DK Walsh Brock Swell, Photo: Wangdu Hovey
Tikanui Smith, Brock Swell. Photo: Wangdu Hovey
Will Skudin, Brock Swell. Photo: Wangdu Hovey
4. Big wave surfing skyrocket
Seeing the level of Big Wave Surfing Skyrocket led by a group of young surfers from Maui, particularly Albee Layer, Tyler Larronde, Paige Alms, and the Walsh Bros. On February 10 the Maui crew went off, and Tyler and Albee were both sent to the hospital, within two weeks Albee was back on the water scoring a ride of the year nomination. Unbelievable.
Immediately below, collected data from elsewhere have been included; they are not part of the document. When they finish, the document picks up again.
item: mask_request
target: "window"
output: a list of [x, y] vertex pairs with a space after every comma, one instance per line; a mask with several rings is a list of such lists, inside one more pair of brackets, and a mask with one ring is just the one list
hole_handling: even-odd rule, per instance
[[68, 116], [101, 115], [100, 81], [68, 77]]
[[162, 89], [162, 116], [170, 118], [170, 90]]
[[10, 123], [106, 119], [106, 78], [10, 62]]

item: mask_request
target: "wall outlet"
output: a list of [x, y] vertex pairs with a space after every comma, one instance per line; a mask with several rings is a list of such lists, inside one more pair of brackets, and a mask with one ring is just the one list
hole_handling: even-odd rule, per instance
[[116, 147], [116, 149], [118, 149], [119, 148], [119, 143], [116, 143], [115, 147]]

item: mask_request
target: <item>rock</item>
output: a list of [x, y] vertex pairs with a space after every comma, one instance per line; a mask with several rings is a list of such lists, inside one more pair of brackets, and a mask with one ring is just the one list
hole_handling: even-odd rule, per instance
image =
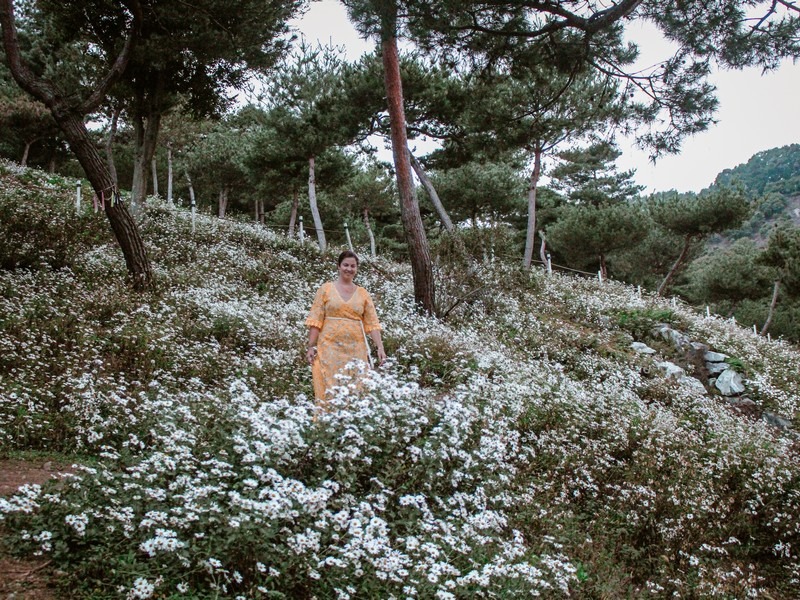
[[708, 346], [703, 342], [692, 342], [692, 350], [695, 352], [708, 352]]
[[686, 371], [684, 371], [682, 367], [679, 367], [675, 363], [671, 363], [669, 361], [656, 363], [656, 366], [664, 371], [667, 379], [675, 379], [676, 381], [679, 381], [684, 377], [684, 375], [686, 375]]
[[733, 369], [725, 369], [714, 385], [723, 396], [738, 396], [744, 392], [742, 376]]
[[655, 354], [656, 351], [653, 350], [647, 344], [643, 344], [642, 342], [633, 342], [631, 344], [631, 348], [633, 348], [639, 354]]
[[721, 363], [725, 362], [725, 359], [728, 358], [728, 355], [722, 354], [721, 352], [706, 352], [703, 355], [703, 358], [706, 360], [706, 362]]
[[670, 327], [665, 323], [660, 323], [656, 325], [655, 332], [662, 338], [670, 342], [678, 350], [683, 350], [684, 348], [689, 347], [689, 345], [692, 343], [691, 340], [688, 338], [688, 336], [681, 333], [680, 331], [675, 331], [674, 329], [672, 329], [672, 327]]
[[776, 415], [775, 413], [764, 411], [764, 414], [761, 415], [761, 418], [764, 419], [764, 421], [766, 421], [770, 425], [777, 427], [778, 429], [792, 428], [792, 422], [789, 419], [785, 419], [784, 417]]
[[689, 375], [684, 375], [679, 381], [681, 382], [681, 385], [691, 388], [696, 394], [701, 394], [703, 396], [708, 395], [706, 386], [704, 386], [703, 382], [699, 379], [695, 379]]
[[728, 363], [707, 362], [706, 369], [708, 369], [709, 375], [719, 375], [728, 370]]
[[750, 398], [726, 398], [725, 400], [731, 408], [742, 415], [758, 418], [761, 413], [761, 409]]

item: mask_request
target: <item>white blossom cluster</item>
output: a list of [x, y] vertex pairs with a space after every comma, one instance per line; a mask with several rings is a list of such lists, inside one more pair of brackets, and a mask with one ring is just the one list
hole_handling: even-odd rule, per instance
[[0, 449], [93, 458], [0, 498], [19, 548], [107, 565], [120, 598], [800, 594], [797, 442], [648, 371], [616, 314], [672, 310], [795, 423], [796, 348], [501, 263], [443, 322], [364, 260], [391, 360], [320, 412], [303, 321], [331, 261], [158, 202], [143, 229], [152, 294], [111, 245], [0, 271]]

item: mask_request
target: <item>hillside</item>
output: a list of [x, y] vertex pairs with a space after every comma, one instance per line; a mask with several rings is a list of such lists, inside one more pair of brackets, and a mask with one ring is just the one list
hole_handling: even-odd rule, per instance
[[[357, 281], [391, 361], [315, 415], [303, 321], [332, 257], [153, 200], [136, 294], [73, 194], [0, 164], [0, 457], [77, 465], [0, 497], [0, 526], [74, 597], [800, 596], [797, 347], [482, 258], [487, 293], [442, 322], [378, 258]], [[749, 402], [701, 393], [659, 322]]]
[[749, 237], [763, 245], [778, 221], [800, 226], [800, 144], [758, 152], [746, 163], [722, 171], [714, 185], [742, 186], [754, 203], [747, 222], [726, 237]]

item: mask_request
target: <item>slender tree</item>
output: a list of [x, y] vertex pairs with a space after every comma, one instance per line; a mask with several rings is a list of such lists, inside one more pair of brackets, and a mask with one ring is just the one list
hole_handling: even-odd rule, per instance
[[766, 335], [772, 324], [780, 290], [784, 288], [794, 296], [800, 293], [800, 229], [788, 224], [775, 227], [759, 262], [771, 267], [775, 273], [769, 312], [761, 327], [761, 335]]
[[408, 152], [403, 82], [400, 75], [400, 2], [397, 0], [344, 0], [351, 20], [365, 35], [377, 36], [380, 43], [383, 80], [394, 157], [397, 191], [400, 194], [400, 220], [409, 248], [414, 300], [428, 314], [434, 314], [435, 284], [428, 238], [414, 193], [411, 160]]
[[700, 195], [654, 198], [649, 209], [656, 223], [683, 239], [680, 254], [658, 286], [657, 293], [663, 296], [686, 265], [692, 246], [711, 234], [739, 227], [750, 213], [750, 204], [741, 189], [715, 188]]

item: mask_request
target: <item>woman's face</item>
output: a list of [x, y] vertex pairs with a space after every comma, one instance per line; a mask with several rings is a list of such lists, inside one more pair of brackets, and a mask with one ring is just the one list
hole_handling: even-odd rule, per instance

Albee Layer. Photo: Wandu Hovey
Paige Alms, Feb 10th, Photo: Wangdu Hovey
5. Wangdu’s Jaws wipe out
The day after the historic Mega Swell, my partner Micah Harris and I went out to Peahi, the conditions were epic, glassy and approachable but there was still some size. I got into a nice sized left in the first twenty minutes and started feeling comfortable. I let my guard down and the next thing I knew a large set was rolling in. I was deep on the north peak and a little too far inside. I paddled vertical up the face of the wave, when I got to the top I felt it pulling me back like a waterfall, I threw my board to the side and relaxed as I as thrown backwards over the falls, I fell for what felt like 4-5 seconds landing deep in the water. panicked, I pulled my inflation chord and my buoyancy vest inflated giving me a sense of security, the underwater current pushed me towards the shore for a solid 30 seconds, when I came up, another large wave landed right on top of me as I corked up and down in the whitewater, then one whitewater ball after another hit me all the way to the rocks as I barely missed the worst part of the whole bay, the jagged point in the middle, luckily my board was still attached and I jumped on it and mustered my last 10 percent of entry to paddle to the East cove the” last resort”. I was so happy to get to the shore, it took me 10 minutes to regain my composure enough just to walk back over the jagged rocks with my big wave board back to the main bay worst of all, my pregnant wife watched the whole episode from the cliff.
6. Rescuing friends
Being out there as water safety for a few of my friends was just as intense as surfing it, you have to rush in over the boiling soup of white water and time your pick up just right, being careful not to hit the surfer or miss them leaving them gassed and stranded. Once you have them on your ski, you have to race around a giant white water ball to get to safety hopefully not tipping your jet ski and losing it on the rocks. Much respect to all the dedicated water safety guys, like Kurtis Chong Kee and Kolomoana, and Daniel Silvagno.
Tools of the trade
BIG WAVE AWARD
The 2016 Big Wave Awards will stream live April 23rd, 2016. An entry has to be nominated, then viewed and finally accepted. To read more about the Big Wave Award check out theWorld Surf League website.
Peahi Surf Media had about 15 nominations in the WSL big wave awards this year, previously known as the XXL. The prize money and prestige has gone up exponentially since WSL took over control. Wangdu Hovey currently has 1 entry in the paddle category top five finalists of surfer Pedro Caladoo, and 1 entry in the Women’s Surfline Performance category finalist of Paige Alms. Check out all the nominees & submissions We wish Wangdu and Peahi Surf Media good luck at the big wave award giving show on the 23rd.